Early in the Morning
While driving to school the other morning, I passed a number of students standing out in the Pacific Northwest's rain. I had gotten a late start, and so I was able to see the huddled masses as I passed by.
Today, I read this article detailing a "flex" plan for school start time. For the third year in a row, I am teaching seniors first period, or 7:30 a.m. And, now that school is in its third week, the tardiness is fianlly becoming the norm.
I'd like to see our students start school later. I don't believe that it would solve the tardiness issue, but I certainly believe that more students would be on time and paying attention.
In my college years, my first class was not until 8 a.m. my freshman year. After that, I didn't take a class that started before 9 a.m. I wonder what effect a later start time would have on learning?
5 Comments:
This will be a rambling, thinking out loud post..... First of all, I think a later starting time would be better for high school and maybe junior high students. But in reality, how rooted is an early (8am) starting time for schools? Changing it would disrupt parent schedules, after school music lessons, sports practices/games, computer chat time, etc. etc. And I wonder, if a 10th grader didn't have to be at school until 9am, would they still go to bed any earlier? Considering the "nature of the beast," probably not.
But, have high schools tried having classes from 3-4 pm? IMO, too much of school scheduling revolves around non-academic stuff.....particularly sports.

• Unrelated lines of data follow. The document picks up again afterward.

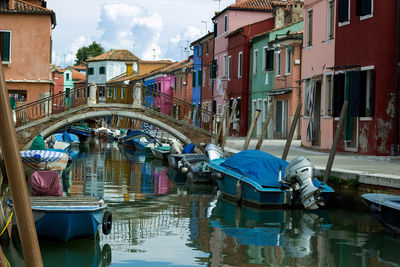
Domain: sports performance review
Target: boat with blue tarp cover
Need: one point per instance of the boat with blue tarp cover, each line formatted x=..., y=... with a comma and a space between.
x=65, y=218
x=262, y=179
x=386, y=208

Okay, you probably won't like the comment but here it is -
Aren't we suppose to be trying to get these young folks prepared for the adult world? News Flash, in the adult world work does start at 7:00AM, in some jobs even before that. When I was in college I had some classes that started at 7:00AM (sometimes it was the ONLY section that still had seats left). IMHO, we coddle the youth WAY too much, instead of insulating them, let us teach them the ways of that wicked adult world that they will be joining shortly.
While I agree that we should be preparing them for the "adult world," I've recently been thinking that they are not actually adults yet. I do agree that we coddle them, but at 14-18 years of age, is proper rest more important than the "real world" that should still be quite far off?
Well as most research shows, melatonin in teenagers specifically is more violent and much more active than adults or children. It's not about coddling youth, it's about simple biology. Melatonin MAKES people fall asleep, and it starts at 10-11 roughly every night and doesn't cease it's reaction until 8 a.m. every day.
So some may think we're just preparing them for the "adult world", we're really just making them struggle in what should be the funnest years of their lives. Besides when these teens who are NOT adults, become adults, the meltonin will calm down and 7:00 am won't sound so horrendous.
So we're not really "insulating" teens as you put it, we're simply agreeing with biology.
In my opinion, the school day is nowhere near long enough. School teaching hours should start at 8am and end at 3pm with two half an hour breaks for breakfast and lunch (9.30 and 1.30). The teaching staffs' day ends here. And so the recreational staff begin their shift. After a short break, from 3.15-6pm there should be mandatory afterschool sporting/creative activities. This gives parents enough time to get to and from work in time to spend the evening with their children.
Young people are a focal point for poor discipline these days, particulary in urban districts. I believe we adults should be laying the foundations of self-efficacy to prepare them for adult lives. This means being motivated to succeed at their responsibilities. As adults we face a plethora of barriers and constricting situations and I feel that young people are lulled into a false sense of security.
It's high time the adult nation took back the control. I'm not talking about the return of the cane, I'm talking about showing the youth of our nation that the power is in being an adult, not a child.